This is part one of the short story I’m trying to write. Mind you, I do very little fiction — this is predominantly a review website — but I’m taking a stab at it. I haven’t gotten to the really scary stuff, yet:
“Well first of all, the air is stifling here. But really, just everything is stifling here.” I was craving a Frappucino but was working on exercising my self-discipline. Sometimes a hot gulp of black coffee sounds like a delicious, stimulating indulgence. Other times, it feels like a necessity. But there are times – like that night – when it just felt like a punishment for someone who loves Frappucino but carries its calories in her thighs. I paused and realized that I was tapping my foot frenetically.
“Michelle, if you’re unhappy, start a blog or join a poetry club. People don’t just quit their jobs and move to California. What the hell are you going to do there? The price of living is astronomical, you’ll have no job…it’s just…and alone?” Nan had always been the reasonable twin. But I doubted very much that she was speaking on behalf of reason alone when we had that conversation. Of course I have no doubt that she was concerned for my welfare, but I knew she would miss me. And I knew, above all, that she felt miffed because she wasn’t invited. Not that she would have accepted the invitation if I’d asked her, but it’s still always nice to be invited.
“You know, since I’ve been, how old? God, I can’t even remember. I’ve always had this image of me heading west. I mean, Texas is west, but further west. In the image I have sunglasses on and a backpack on my back, and I’m wearing a sundress with my head turned backward to say goodbye to what’s behind me.
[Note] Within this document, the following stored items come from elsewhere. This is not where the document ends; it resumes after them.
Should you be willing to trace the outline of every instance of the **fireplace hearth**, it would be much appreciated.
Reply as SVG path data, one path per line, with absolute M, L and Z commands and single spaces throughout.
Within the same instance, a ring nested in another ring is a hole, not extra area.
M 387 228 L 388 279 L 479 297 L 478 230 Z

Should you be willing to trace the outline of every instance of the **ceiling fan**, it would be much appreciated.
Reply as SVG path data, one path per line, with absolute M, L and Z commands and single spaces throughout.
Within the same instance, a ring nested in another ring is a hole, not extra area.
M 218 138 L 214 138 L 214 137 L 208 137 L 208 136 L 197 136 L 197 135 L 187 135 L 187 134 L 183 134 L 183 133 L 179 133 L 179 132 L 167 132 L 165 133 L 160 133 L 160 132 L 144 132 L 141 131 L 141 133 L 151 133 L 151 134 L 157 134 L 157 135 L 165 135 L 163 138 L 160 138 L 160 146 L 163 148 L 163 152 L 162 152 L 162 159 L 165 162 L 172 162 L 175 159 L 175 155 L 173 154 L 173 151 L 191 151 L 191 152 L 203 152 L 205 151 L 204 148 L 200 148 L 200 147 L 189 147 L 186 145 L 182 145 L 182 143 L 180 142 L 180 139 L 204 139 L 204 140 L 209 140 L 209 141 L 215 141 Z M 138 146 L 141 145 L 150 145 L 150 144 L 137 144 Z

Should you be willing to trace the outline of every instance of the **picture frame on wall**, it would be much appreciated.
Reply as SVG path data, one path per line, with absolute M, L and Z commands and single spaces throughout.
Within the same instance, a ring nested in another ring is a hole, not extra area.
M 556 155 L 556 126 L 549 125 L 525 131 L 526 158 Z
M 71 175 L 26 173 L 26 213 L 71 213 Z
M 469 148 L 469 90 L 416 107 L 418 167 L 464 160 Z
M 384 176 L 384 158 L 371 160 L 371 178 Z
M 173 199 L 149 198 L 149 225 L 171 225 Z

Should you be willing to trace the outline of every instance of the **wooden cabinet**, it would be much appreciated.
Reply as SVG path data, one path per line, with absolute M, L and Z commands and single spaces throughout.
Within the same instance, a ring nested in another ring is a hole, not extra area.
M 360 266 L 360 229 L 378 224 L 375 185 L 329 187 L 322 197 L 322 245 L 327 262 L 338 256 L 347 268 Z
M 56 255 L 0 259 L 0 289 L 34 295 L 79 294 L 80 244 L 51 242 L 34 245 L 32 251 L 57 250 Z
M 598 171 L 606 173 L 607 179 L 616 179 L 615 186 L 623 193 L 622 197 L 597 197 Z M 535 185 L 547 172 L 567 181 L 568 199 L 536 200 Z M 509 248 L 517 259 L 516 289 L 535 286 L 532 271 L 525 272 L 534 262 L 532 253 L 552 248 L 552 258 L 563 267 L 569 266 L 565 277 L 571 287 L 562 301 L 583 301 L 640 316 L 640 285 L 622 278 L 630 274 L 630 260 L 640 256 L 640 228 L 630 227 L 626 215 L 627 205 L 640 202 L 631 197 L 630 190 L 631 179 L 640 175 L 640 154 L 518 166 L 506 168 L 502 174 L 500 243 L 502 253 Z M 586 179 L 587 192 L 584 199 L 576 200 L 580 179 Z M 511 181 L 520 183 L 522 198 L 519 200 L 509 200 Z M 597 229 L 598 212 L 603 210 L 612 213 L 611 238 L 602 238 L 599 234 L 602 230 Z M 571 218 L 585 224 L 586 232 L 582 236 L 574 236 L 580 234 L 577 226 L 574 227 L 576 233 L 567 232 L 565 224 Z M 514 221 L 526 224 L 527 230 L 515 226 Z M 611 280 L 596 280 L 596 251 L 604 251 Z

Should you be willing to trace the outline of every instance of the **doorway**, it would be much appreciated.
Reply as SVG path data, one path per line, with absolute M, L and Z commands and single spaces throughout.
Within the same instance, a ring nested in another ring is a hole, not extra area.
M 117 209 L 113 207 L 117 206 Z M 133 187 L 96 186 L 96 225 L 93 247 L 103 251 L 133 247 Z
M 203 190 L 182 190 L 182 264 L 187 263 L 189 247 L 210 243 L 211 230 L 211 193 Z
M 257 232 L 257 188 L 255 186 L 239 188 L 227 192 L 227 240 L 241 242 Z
I know you love it here, Nan,” and now I had to pause, because my resentful, vindictive side wanted to be condescending. I looked at the hallow sun drooling through the café window. I know you love the guns and the bars and the simple-minded cowboy men, I wanted to scream, just because she was trying to trample on what I loved. But I simply said, “I know you love Houston, but I don’t, and I never have. I’m going home.” Nan was one of those people who had such conviction that she almost never questioned herself. But the zing of her conviction fell away.
“I just,” she began, “I’m just afraid something bad is going to happen to you. I have a troubling feeling about all this. And you know how I get those feelings. Sometimes they’re right.” I looked out the window to see a pair of identically dressed men on a tandem bike ride by. Dappled gray clouds were beginning to interfere with the sun’s light. I heard a worker behind the coffee counter enthusiastically greet a customer. But I could not hear Nan. I could hear her, but I could not really hear her.
And sometimes her feelings were right. Nan was convinced that if you dreamt of death or saw a black crow on the lawn, a friend or relative was about to pass. I mocked her superstitions but secretly found them intriguing; I, too, had an imagination, but mocking my sister was a source of one-uppmanship that I always felt was necessary to maintain equilibrium in our relationship. She had dreamt of death two nights before our grandmother passed. And she noted a black crow on our lawn – accompanied, she said, by a feeling of dread – a week before my best friend Annie died of a heroin overdose. But sometimes she was wrong, and needlessly histrionic besides. Knowing then what I do now, I may have heeded her warnings. But I was done with the desk job, done with the shallow friends – none of them had been like Annie – and done with callous little boys disguised as men. I’ve heard the term “geographical cure” before – a term used to describe a person trying to cure a soul-sickness with a futile move to another location. Maybe that’s what I was doing. But I couldn’t see it then, so I smiled, patted her on the shoulder, and promised I’d call. “Nan,” I said, “we’ll always be friends. You’ll always be my favorite sister.” Of course she would be. She was my only sister.
I did not know what I was walking into, then. No. I did not know then.